The ink was not even dry on the report on the sentencing hearing of former Macau Trade and Investment Promotion Institute (IPIM) President Jackson Chang, when the Commission Against Corruption (CCAC) more fraud cases connected to the department’s investment scheme were uncovered this week.
The three fraud cases involve the use of forged documents by mainland residents to apply for residency in Macau, a common thread for the months-long IPIM corruption trial, and the many shady residence permits that were provided through its investment and qualified personnel residence schemes.
The applications date back to the period between 2006 and 2007, with the permanent resident applications granted between 2014 and 2016, so before the internal audit conducted by the department after the Mediatic case involving its management was first revealed by the CCAC in 2018.
When confronted with the new cases, the new IPIM President Benson Lau Wai Meng made a very revealing statement when he told reporters this week, that the department was not tasked with investigating documents submitted by applicants but merely to process them.
Does this mean business will continue as usual, with the CCAC just waiting outside to check out the new residence authorisations, and continue churning out investigation reports on fake real estate and company transactions by offending applicants?
If there is one thing the recent high profile trial revealed, is that the problem within the residence schemes provided by the department is a structural one, despite a seemingly large scale effort to blame some people as the “bad apples” that corrupted the whole system.
Jackson Chang was under pre-trial detention for one year and three months, and ended up acquitted of the major charges for power abuse, corruption and criminal association. In the end he received a two year sentence for reach of secrecy and inexact asset declaration, meaning that if no change comes from his appeal to the decision, he would likely only have to complete seven months in jail.
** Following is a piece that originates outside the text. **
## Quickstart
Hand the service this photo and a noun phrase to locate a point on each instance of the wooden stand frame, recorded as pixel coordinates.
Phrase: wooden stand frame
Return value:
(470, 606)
In recent remarks to the Hong Kong weekly magazine East Week, Chang expressed that his career has been “wrecked” and is hard not to agree with this assessment, since even if he was acquitted from the most serious charges, the whole affair has already tarnished his reputation, probably irreparably, just because of the fact he faced such accusations and the coverage the trial received.
Following all this, all eyes will be in IPIM in the future to assess if such fraudulent cases repeat themselves in the same volume we have seen from past CCAC reports.
The department’s internal review has already resulted in an extreme slowdown in procedures to renew already authorised residence permits and the approval of new ones, with not a single new permit granted in the first half of this year.
The whole process has thrown many people, who obtained their permits in a legitimate manner, into a limbo where they are not considered full residents until a decision is made on their renewal application.
The departments’ officials have so far avoided providing a timeline for when this internal audit process will progress, or even if the system will go back to past procedures.
Macau will need qualified personnel to complement and train the existing talent if it wants to go forward with some kind of economic diversification and recovery, and the only way to do that is to make itself attractive to qualified foreign talent.
IPIM will have to make sure the current investment and qualified work residence procedures are simplified in a way that still makes the city attractive enough for such talents, while at the same time making sure the previous dubious application cases are not repeated.
It’s a fine line, but following the traumatic events it experienced in the previous years, it will be the only way the department can regain its former reputation.